Generate encoding series:
The row encoding is 0-9 A-F, and the column encoding is A-F
Starting from A1 increments, encountering boundary (A9-AA) to be manually processed, using the ord () and chr () functions to convert between ASCII encoding and numbers.Copy codeThe Code is as follows: t = ['a1']
While True:
If t [-1] = 'fe ':
Break
If (ord (t [-1] [1])> = 48 and ord (t [-1] [1]) <57) or (ord (t [-1] [1])> = 65 and ord (t [-1] [1]) <70 ):
T. append (t [-1] [0] + chr (ord (t [-1] [1]) + 1 ))
Continue
If ord (t [-1] [1])> = 57 and ord (t [-1] [1]) <65:
T. append (t [-1] [0] + chr (65 ))
Continue
If ord (t [-1] [1])> = 70:
T. append (chr (ord (t [-1] [0]) + 1) + chr (48 ))
Continue

The list is as follows:

With this encoding sequence, you can delete B0-D7 characters from the gbk library.
Finally, check whether there are spaces not deleted. The unicode code of the space is \ u3000.
Gbk. remove (U' \ u3000 ')
Finally, encode is encoded into a UTF-8 and saved to the dictionary file.

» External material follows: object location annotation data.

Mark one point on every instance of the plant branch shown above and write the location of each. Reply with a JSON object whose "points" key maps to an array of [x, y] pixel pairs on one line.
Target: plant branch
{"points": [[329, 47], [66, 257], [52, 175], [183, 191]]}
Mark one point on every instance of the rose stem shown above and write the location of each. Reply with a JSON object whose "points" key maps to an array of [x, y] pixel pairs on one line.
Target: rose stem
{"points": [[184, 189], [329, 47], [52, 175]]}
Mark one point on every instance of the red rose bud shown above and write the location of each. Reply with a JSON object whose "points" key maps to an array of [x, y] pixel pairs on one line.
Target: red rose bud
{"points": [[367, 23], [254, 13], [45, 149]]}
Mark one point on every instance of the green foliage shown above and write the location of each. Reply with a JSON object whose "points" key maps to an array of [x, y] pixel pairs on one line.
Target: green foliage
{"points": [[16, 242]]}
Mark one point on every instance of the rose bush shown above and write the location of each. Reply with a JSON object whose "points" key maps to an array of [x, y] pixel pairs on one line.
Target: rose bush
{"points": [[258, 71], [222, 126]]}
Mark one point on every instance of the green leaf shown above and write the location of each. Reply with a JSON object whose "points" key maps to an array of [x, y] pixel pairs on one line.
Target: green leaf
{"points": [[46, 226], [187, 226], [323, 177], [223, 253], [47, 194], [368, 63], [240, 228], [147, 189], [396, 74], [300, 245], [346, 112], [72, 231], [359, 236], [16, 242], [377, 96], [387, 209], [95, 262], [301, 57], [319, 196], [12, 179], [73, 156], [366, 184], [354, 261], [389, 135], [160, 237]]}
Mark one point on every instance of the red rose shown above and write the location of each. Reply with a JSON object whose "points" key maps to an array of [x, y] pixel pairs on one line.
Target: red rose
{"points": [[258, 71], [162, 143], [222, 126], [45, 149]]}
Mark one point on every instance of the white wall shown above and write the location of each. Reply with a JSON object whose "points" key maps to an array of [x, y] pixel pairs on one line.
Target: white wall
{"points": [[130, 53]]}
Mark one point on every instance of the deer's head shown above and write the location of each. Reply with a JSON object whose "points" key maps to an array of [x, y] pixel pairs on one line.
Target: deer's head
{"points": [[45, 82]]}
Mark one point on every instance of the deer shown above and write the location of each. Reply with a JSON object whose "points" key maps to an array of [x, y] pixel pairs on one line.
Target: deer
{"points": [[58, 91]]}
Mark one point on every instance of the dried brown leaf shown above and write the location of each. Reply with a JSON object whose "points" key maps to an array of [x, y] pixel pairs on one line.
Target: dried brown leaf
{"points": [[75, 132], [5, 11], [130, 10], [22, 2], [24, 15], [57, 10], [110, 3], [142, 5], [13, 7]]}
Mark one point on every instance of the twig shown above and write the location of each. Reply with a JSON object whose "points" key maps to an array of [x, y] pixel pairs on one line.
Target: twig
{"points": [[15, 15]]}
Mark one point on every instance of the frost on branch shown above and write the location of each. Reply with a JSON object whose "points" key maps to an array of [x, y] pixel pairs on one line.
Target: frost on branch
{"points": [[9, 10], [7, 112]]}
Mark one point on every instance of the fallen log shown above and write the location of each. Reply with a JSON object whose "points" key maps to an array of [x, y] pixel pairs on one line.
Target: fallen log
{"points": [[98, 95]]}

I put this dictionary file on the online disk, external chain: http://dl.dbank.com/c0m9selr6h

Step 2: Index Chinese Characters

Indexing is a simple algorithm, because the man in the dictionary is stored in the original order, And the 3755 Chinese Characters in GBK encoding Table 2 strictly abide by the rules of 94 Chinese Characters in each section, then we can use a simple addition to integer plus 1 to locate the section encoding, and then use the Chinese Character index-section Index * 94 to obtain the index of Chinese characters in this section, then the second encoding is located using the A1-FE list and index generated above.
Algorithm ideas are available, encoding, and debugging
Python code and comments are attached:

Copy codeThe Code is as follows: def getGBKCode (gbkFile = 'e:/GBK1.1.txt ', s = ''):
# The gbkFile dictionary file contains 3755 Chinese Characters
# S is the Chinese character to be converted, and is currently gb2312 encoding, that is, the Chinese character encoding entered from IDLE

# Read dictionary
With open (gbkFile) as f:
Gbk = f. read (). split ()

# Generating index encoding for the A1-FE
T = ['a1']
While True:
If t [-1] = 'fe ':
Break
If (ord (t [-1] [1])> = 48 and ord (t [-1] [1]) <57) or (ord (t [-1] [1])> = 65 and ord (t [-1] [1]) <70 ):
T. append (t [-1] [0] + chr (ord (t [-1] [1]) + 1 ))
Continue
If ord (t [-1] [1])> = 57 and ord (t [-1] [1]) <65:
T. append (t [-1] [0] + chr (65 ))
Continue
If ord (t [-1] [1])> = 70:
T. append (chr (ord (t [-1] [0]) + 1) + chr (48 ))
Continue
# Indexing each Chinese Character in sequence
L = list ()
For st in s. decode ('gb2312 '):
St = st. encode ('utf-8 ')
I = gbk. index (st) + 1
# The Section encoding starts from B0 and obtains the section encoding of Chinese characters.
T1 = '%' + t [t. index ('b0'):] [I/94]
# Index number of Chinese characters in a node
I = I-(I/94) * 94
T2 = '%' + t [I-1]
L. append (t1 + t2)
# Finally, use spaces to separate outputs
Return ''. join (l)

I must admit that my python code is not so neat.
Attach my weibo ID: James Cooper

Related Article

Contact Us

The content source of this page is from Internet, which doesn't represent Alibaba Cloud's opinion; products and services mentioned on that page don't have any relationship with Alibaba Cloud. If the content of the page makes you feel confusing, please write us an email, we will handle the problem within 5 days after receiving your email.

If you find any instances of plagiarism from the community, please send an email to: info-contact@alibabacloud.com and provide relevant evidence. A staff member will contact you within 5 working days.

A Free Trial That Lets You Build Big!

Start building with 50+ products and up to 12 months usage for Elastic Compute Service

  • Sales Support

    1 on 1 presale consultation

  • After-Sales Support

    24/7 Technical Support 6 Free Tickets per Quarter Faster Response

  • Alibaba Cloud offers highly flexible support services tailored to meet your exact needs.